Она открыла чугунные ворота и сразу исчезла за деревьями в тумане, но потом взмахнула рукой и ласково крикнула что-то — казалось, в саду запела таинственная птица; Хлоя шла к какому-то зданию, которое, очевидно, находилось в глубине парка.
Архилохос же пустился в обратный путь, в свой рабочий квартал. Идти ему было далеко, он брел по тем же улицам, по которым недавно шагал вместе с Хлоей. Мысленно он вспомнил все этапы этого сказочного воскресенья, постоял немного у опустевшей скамьи под сенью Дафниса и Хлои, потом перед безалкогольным рестораном, из которого как раз выходили последние посетители — старо-новопресвитерианские старые девы; одна из них поклонилась Арнольфу и, видимо, решила подождать его на ближайшем углу. Потом он миновал крематорий и Национальный музей и вышел на набережную. Туман опять сгустился, но сейчас он был не грязно-серый, как раньше, а нежный, молочно-белый. Так ему по крайней мере казалось, и этот чудесный туман был прошит длинными золотистыми нитями и скреплен тонкими игольчатыми звездочками. Архилохос подошел к «Рицу», и в ту секунду, когда он поравнялся с роскошным подъездом, охраняемым швейцаром двухметрового роста в зеленой накидке, в красных шароварах и с длинным серебряным жезлом, из отеля вышли Джильберт и Элизабет Уимэны, знаменитые археологи, которых он знал по фотографиям в газетах. Это были два истых британца, и миссис тоже больше походила на британца, нежели на британку; у них были одинаковые прически и золотые пенсне, а у Джильберта еще рыжие усы и короткая трубка в зубах (в сущности, единственные приметы, которые явственно отличали его от жены). Архилохос собрался с духом.

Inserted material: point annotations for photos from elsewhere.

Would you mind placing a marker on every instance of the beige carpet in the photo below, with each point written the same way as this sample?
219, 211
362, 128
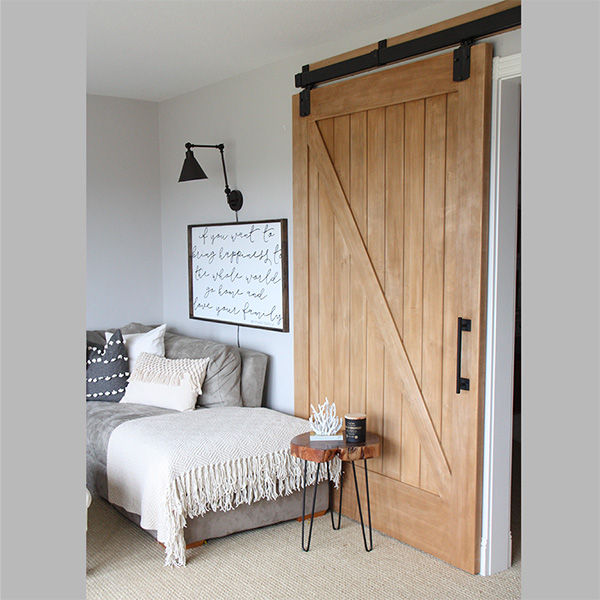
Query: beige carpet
124, 562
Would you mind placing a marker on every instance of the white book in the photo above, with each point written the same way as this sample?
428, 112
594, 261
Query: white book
315, 437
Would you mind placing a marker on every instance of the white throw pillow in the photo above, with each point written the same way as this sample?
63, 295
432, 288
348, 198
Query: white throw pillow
152, 342
168, 383
181, 397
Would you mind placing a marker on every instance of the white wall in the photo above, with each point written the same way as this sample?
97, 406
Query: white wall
124, 253
251, 114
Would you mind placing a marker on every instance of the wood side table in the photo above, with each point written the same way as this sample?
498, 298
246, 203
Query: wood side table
324, 451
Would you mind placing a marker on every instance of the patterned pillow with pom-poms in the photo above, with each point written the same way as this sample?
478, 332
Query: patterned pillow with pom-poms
107, 370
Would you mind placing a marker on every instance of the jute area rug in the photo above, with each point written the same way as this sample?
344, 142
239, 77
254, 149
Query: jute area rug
124, 562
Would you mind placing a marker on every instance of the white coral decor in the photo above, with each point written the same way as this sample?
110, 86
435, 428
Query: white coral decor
324, 422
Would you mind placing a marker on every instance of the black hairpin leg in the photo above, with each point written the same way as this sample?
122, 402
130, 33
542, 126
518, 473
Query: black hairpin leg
330, 504
312, 516
368, 549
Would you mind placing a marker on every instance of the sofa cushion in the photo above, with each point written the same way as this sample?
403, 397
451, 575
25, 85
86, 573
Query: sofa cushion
223, 377
152, 341
222, 384
107, 369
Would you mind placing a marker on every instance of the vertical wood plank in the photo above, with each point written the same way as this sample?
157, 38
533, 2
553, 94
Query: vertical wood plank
341, 161
433, 268
394, 280
413, 273
473, 177
452, 213
358, 301
326, 256
314, 279
301, 263
376, 248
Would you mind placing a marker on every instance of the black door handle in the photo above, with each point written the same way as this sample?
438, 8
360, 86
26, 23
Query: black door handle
462, 383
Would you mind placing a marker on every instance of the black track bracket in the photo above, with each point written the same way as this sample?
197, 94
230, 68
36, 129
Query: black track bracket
463, 35
462, 61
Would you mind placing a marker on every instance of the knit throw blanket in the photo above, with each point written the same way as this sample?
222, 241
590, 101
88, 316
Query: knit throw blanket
167, 468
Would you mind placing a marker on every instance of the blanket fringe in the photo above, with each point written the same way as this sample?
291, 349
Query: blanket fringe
227, 485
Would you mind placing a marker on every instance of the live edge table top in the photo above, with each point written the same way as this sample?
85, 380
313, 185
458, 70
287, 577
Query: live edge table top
323, 451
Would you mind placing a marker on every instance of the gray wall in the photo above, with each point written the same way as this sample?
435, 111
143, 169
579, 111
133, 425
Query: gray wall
124, 247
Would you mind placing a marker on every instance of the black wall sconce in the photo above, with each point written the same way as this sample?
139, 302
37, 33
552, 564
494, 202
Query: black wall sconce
191, 170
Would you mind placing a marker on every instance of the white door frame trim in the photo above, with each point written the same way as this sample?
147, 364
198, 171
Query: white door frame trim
496, 542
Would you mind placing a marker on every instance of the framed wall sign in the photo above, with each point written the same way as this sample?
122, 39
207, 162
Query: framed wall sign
238, 273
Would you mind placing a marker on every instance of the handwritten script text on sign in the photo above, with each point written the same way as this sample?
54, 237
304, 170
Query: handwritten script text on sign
237, 273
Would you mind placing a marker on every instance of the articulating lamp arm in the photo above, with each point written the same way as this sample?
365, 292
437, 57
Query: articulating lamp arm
234, 197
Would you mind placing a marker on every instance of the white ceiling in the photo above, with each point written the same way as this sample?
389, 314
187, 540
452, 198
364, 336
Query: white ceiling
158, 49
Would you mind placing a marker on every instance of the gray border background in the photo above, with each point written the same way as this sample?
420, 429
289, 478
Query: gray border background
43, 301
560, 303
42, 437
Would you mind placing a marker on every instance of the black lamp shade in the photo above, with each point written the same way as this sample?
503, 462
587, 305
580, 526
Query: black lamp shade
191, 170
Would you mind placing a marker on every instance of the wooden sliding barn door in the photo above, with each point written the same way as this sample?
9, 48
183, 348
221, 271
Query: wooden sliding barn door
390, 234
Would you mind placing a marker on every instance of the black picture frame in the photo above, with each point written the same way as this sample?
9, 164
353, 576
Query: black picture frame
238, 273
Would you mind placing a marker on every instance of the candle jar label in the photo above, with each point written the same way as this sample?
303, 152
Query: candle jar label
356, 428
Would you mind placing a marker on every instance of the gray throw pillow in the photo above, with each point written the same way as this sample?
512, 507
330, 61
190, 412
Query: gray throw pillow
107, 370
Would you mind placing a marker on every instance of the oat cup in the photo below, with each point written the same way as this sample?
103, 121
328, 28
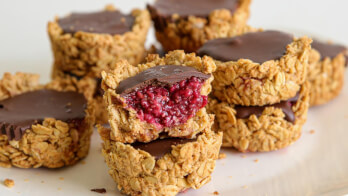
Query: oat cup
41, 126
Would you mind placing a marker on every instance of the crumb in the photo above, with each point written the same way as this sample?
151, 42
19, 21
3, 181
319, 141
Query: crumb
8, 183
222, 156
101, 191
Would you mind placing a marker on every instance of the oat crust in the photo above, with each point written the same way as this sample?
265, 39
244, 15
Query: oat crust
52, 143
88, 54
138, 173
268, 132
325, 76
124, 122
190, 34
247, 83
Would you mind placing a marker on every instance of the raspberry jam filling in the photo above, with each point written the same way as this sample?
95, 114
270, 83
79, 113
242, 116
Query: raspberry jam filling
170, 105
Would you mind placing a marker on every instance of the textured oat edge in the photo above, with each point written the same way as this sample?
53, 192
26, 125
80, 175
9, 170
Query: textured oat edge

— Мадам, мсье, — сказал он. — Мое вам почтение.
— Well, — ответил ученый и с изумлением обратил взгляд на младшего бухгалтера, который стоял перед ним в своем потрепанном костюме, справленном еще к конфирмации, и в стоптанных башмаках и на которого удивленно взирала миссис Элизабет сквозь свое пенсне. — Well, — повторил он снова, а потом добавил: — Yes.
— Я сделал вас номерами шестым и седьмым своего миропорядка, основанного на нравственности.
— Yes.
— Вы приютили гречанку, — продолжал Архилохос.